To differentiate lesion‑mediated from lesion‑independent contributions, the authors performed mediation analyses and examined the change in explained variance (ΔR²) when lesion load was added. For the twelve “processing‑associated” nuclei that remained significant after adjustment, lesion load mediated only 13.4 % of the volume‑SDMT relationship, and added 2.4 % to the model’s R². In contrast, the nine “tract‑mediated” nuclei that lost significance after adjustment showed a larger mediation proportion (34.2 %) and a ΔR² of 5.5 % (both p < 0.01). These findings indicate that focal lesion burden drives the association between tract‑mediated nuclei and IPS, whereas processing‑associated nuclei reflect a more intrinsic, neurodegenerative process.
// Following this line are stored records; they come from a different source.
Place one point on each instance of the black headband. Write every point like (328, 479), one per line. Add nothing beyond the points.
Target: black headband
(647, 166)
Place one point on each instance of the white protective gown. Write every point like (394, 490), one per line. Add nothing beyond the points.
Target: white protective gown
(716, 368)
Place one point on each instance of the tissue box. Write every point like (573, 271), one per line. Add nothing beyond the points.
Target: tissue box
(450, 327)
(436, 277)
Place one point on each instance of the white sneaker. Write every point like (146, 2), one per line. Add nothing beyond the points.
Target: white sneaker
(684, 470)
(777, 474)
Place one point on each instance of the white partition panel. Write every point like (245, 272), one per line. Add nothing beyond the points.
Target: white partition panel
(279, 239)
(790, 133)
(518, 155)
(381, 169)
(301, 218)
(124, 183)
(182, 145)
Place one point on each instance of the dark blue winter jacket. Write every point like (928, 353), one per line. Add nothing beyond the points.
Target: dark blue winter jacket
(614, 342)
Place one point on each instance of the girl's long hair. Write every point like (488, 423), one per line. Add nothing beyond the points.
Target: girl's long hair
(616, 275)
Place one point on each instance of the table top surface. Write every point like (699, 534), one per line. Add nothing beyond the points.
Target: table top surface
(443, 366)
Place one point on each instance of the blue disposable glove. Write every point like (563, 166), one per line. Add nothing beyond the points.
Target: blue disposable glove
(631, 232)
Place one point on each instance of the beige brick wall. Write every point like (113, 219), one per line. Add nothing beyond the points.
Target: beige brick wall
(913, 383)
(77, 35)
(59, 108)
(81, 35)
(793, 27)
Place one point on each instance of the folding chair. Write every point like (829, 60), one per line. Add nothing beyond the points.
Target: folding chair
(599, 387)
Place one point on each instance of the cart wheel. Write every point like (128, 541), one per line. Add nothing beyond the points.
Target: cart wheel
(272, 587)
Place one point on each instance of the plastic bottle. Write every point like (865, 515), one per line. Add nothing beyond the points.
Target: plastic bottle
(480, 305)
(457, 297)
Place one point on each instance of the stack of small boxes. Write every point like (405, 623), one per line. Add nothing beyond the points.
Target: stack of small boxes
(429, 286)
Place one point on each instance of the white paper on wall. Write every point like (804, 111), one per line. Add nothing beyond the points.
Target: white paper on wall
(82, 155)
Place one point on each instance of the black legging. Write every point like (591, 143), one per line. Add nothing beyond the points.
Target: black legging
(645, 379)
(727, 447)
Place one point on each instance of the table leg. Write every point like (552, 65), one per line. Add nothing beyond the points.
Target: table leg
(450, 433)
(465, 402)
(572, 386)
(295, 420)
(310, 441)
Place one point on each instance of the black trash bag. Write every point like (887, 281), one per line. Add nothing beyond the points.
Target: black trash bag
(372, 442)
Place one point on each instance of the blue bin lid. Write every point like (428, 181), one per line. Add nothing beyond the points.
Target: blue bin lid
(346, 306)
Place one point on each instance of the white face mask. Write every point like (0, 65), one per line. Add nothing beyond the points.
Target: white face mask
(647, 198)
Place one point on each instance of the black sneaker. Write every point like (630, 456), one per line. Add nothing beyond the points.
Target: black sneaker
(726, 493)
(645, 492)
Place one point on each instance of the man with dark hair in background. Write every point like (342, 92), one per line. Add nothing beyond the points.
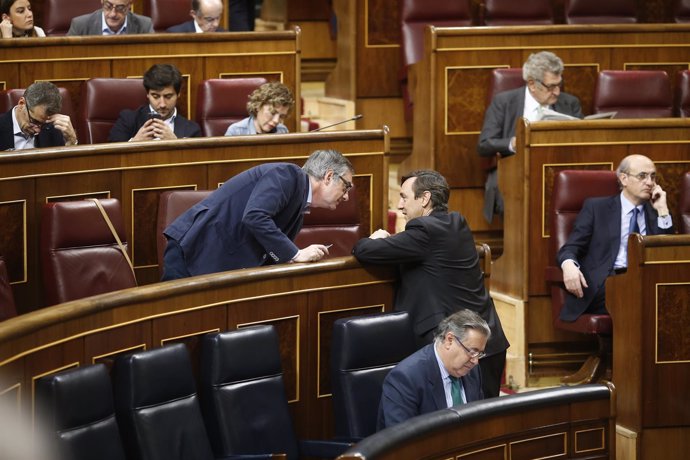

The discussion interprets these results in the context of thalamocortical circuitry. First‑order sensory relay nuclei (VPL, LGN, MGN) continuously transmit somatosensory and visual information, imposing high metabolic demands and making them vulnerable to chronic mitochondrial dysfunction, oxidative stress, and microglial activation. Higher‑order associative nuclei (pulvinar, MD‑Pf) sit at the hub of long‑range cortico‑thalamic loops that support attentional selection, visual‑perceptual integration, and rapid sensorimotor coordination—functions directly probed by the SDMT. Their lesion‑independent atrophy likely reflects smouldering neurodegeneration rather than downstream effects of acute inflammation. Conversely, nuclei linked primarily to motor relay (ventral anterior, ventral lateral anterior/posterior) and limbic regulation (anteroventral, central medial) depend heavily on white‑matter tracts; thus, focal lesion‑induced Wallerian degeneration appears to dominate their volume‑cognition relationship.

Clinically, the study suggests that nucleus‑specific thalamic atrophy may serve as a more sensitive biomarker of cognitive risk than global thalamic volume. Automated segmentation pipelines now make such measures feasible for routine clinical use, potentially enabling early identification of patients at heightened risk for cognitive decline and providing outcome metrics for neuroprotective trials. The authors acknowledge limitations: cross‑sectional design precludes causal inference; the cohort is single‑center, predominantly mildly disabled, and the cognitive assessment is limited to the SDMT. Moreover, lesion burden was quantified as total brain lesion volume rather than region‑specific or tract‑specific load, which could mask more nuanced relationships.

In summary, the paper demonstrates that in MS, atrophy of specific thalamic nuclei—particularly sensory relay and associative hubs—correlates with slowed information processing independently of white‑matter lesion load. This lesion‑independent thalamic degeneration likely represents a chronic, compartmentalized neurodegenerative process that contributes directly to cognitive impairment. These findings refine our understanding of the neuroanatomical substrates of MS‑related cognitive decline and point toward nucleus‑targeted imaging biomarkers for future therapeutic monitoring.